What SR 11-7 and EU AI Act Article 9 require you to document

The documentation obligations under both frameworks overlap more than practitioners often realize, and the benchmarking process should be designed from the start to produce the artifacts each requires.

SR 11-7 expects model validators to document the conceptual soundness of the model, the quality and representativeness of the data used for validation, the testing performed including outcome analysis, and the ongoing monitoring plan. For a deployment that replaces a human process, the human baseline dataset and the methodology used to construct it are part of the evidence base for conceptual soundness. The comparison table is part of outcome analysis. The limitation log feeds directly into the model's documented risk inventory and determines what compensating controls the business must operate.

EU AI Act Article 9 requires the provider or deployer of a high-risk AI system to establish and maintain a risk management system that is iterative throughout the lifecycle, identify and analyze known and foreseeable risks, evaluate those risks against prior human performance where the system replaces human activity, and adopt appropriate risk management measures. The benchmarking process described above is how you satisfy the evaluation obligation. The artifacts it produces — baseline dataset, metric framework, comparison results, limitation log — are what Article 9 compliance looks like in practice.

The sidebar checklist of documentation artifacts regulators expect to find in a sign-off package includes: the human baseline methodology document describing how cases were selected, how reviewers were instrumented, and what controls prevented gaming of the baseline; the held-out evaluation dataset specification including provenance, time window, population coverage, and leakage controls; the pre-registered metric framework showing the performance dimensions and thresholds defined before AI evaluation began; the side-by-side comparison results at the case level as well as in summary, with segment and demographic breakdowns where the use case involves consumer-facing decisions; the limitation log with each identified limitation, its probable cause, its operational significance, and the compensating control or monitoring trigger assigned to it; the reviewer disagreement analysis showing where human consensus was itself weak, because AI performance in those regions requires additional scrutiny rather than comparison against a noisy human signal; and the ongoing monitoring specification defining how human-baseline equivalence will be reassessed after deployment as population characteristics shift.

Why the failure mode that passes accuracy still gets rejected

The scenario regulators are most alert to is an AI model that improves on the human baseline overall but does so by performing significantly worse on a specific sub-population or case type that the business regards as low-volume and therefore low-risk.

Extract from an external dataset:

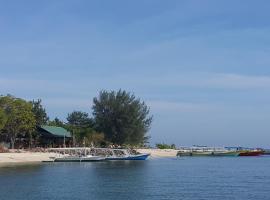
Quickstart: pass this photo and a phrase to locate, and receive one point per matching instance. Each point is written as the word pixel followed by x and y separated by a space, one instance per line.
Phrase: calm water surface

Aggregate accuracy masks this. False-positive rate at the segment level reveals it. This is not a hypothetical concern — it is the pattern that drives most model risk management findings against AI deployments in credit, claims, and AML screening, and it is the pattern that a properly structured benchmarking process is designed to surface before the model reaches production rather than after.

The investment in a structured human baseline — conducted rigorously, documented completely, and preserved as a living comparator for ongoing monitoring — is not primarily a compliance activity. It is the mechanism by which a Head of Model Risk can answer the question a regulator will eventually ask: how do you know the AI is performing as well as the process it replaced, and how will you know if that changes? Without a structured baseline, that question has no credible answer. With one, it has a precise and auditable one.